Published online by Cambridge University Press: 15 October 2019
Oh Christ, not another bloody conference! Who needs them? And a mega-conference, to boot: even more papers I don't want to hear and even more people I don't want to meet…
I am not – how shall I put it? – a natural conference animal. Some mixture of intellectual impatience, inability to sit still for long periods, and a resistance to all that promiscuous nodding and agreeing has led me largely to shun such events. But, as a result of some fatal brew of duty and delusion, I had let myself in for this one, and anyway there would be the consolations of Grey Street and Newcastle's surprisingly rich legacy of 1820s and 1830s architecture, as well as the chance to see more by going running with one of my fellow-panellists. And once I was there, I thought I might as well go to as many sessions as possible: as in other areas of life, hope retains an astonishing capacity to triumph over experience.
This is not a conversion narrative. I didn't suddenly see the light, and I will admit to sneaking out to a nearby Caffé Nero at one point, partly just to have (better) coffee, but partly to escape for half an hour from the obligation to be so nice to everyone. But I did notice that even I, least promising of recruits, seemed to be getting caught up in the spirit of the thing, and I made sure I was back in time for the beginning of the next session.

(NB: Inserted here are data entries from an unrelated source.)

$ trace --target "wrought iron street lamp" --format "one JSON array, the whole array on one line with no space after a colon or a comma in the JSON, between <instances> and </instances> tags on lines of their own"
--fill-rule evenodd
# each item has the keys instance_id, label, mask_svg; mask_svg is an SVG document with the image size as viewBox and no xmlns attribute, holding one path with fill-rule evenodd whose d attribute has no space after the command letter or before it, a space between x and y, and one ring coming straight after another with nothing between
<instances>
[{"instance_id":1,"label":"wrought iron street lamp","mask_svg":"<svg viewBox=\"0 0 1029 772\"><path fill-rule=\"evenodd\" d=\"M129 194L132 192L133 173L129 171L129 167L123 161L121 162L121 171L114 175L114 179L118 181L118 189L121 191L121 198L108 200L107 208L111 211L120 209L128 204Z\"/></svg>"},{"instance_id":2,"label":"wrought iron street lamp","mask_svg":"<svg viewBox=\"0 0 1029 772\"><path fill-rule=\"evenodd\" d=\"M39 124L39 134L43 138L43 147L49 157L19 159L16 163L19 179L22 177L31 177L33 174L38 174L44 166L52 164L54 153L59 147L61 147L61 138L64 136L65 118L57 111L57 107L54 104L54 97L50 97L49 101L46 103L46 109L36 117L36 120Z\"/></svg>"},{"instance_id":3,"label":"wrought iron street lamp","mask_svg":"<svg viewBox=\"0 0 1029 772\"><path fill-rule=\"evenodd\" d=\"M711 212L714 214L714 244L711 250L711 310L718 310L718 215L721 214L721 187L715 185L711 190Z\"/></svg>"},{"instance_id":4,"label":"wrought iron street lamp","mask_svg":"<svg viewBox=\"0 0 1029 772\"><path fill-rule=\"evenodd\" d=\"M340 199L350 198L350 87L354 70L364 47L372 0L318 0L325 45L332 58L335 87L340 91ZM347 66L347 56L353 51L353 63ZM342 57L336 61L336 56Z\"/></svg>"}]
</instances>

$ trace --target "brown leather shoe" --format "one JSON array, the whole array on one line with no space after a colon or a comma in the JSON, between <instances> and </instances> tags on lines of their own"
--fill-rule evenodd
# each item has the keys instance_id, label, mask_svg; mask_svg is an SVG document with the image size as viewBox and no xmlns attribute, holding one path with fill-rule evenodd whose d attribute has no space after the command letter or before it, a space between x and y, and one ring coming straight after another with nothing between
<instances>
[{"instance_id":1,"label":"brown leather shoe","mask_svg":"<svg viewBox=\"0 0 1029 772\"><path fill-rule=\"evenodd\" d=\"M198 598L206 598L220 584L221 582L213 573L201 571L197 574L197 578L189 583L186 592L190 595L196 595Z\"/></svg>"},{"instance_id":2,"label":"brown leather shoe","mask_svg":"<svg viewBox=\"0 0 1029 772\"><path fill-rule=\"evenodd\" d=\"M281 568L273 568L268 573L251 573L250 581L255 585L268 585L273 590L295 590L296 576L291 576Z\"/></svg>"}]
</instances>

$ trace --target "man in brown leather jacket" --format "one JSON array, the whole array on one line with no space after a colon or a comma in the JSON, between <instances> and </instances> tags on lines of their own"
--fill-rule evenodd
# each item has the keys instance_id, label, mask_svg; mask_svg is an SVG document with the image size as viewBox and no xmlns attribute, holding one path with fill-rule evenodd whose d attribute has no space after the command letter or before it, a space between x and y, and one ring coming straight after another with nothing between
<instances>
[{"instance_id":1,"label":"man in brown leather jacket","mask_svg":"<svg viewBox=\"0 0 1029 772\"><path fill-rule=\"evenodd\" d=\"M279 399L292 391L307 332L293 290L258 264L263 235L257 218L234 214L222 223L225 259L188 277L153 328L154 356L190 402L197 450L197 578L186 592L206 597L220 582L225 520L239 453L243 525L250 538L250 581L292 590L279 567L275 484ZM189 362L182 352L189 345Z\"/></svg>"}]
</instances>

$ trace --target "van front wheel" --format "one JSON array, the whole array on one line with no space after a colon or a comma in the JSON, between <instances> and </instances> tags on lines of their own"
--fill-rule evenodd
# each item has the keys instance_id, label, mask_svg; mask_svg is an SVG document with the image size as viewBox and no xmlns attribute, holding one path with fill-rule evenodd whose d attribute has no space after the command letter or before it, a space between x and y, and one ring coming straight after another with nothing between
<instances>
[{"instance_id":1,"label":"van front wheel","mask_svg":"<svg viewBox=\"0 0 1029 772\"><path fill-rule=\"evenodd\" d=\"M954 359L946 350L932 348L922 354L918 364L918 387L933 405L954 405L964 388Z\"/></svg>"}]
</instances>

My choice of which sessions to attend was dictated by an unsteady combination of intellectual inclination and self-improvement. That I went to sessions called things like ‘Broadcasting English’ and ‘Literary criticism in an age of radical politics’ may have been predictable, but in the end I spent even more time going to sessions on ‘employability’, ‘funding’, ‘early-career opportunities’, and so on. I have had, by any standards, an extraordinarily fortunate career, holding tenured posts in excellent universities during better times. People like me need to hear from, and not just about, those whose circumstances have been dramatically less favourable, not as a kind of voyeurism or slumming, but to keep us real and to chasten our sense of what it takes to go on teaching English as a member of British academia's growing precariat.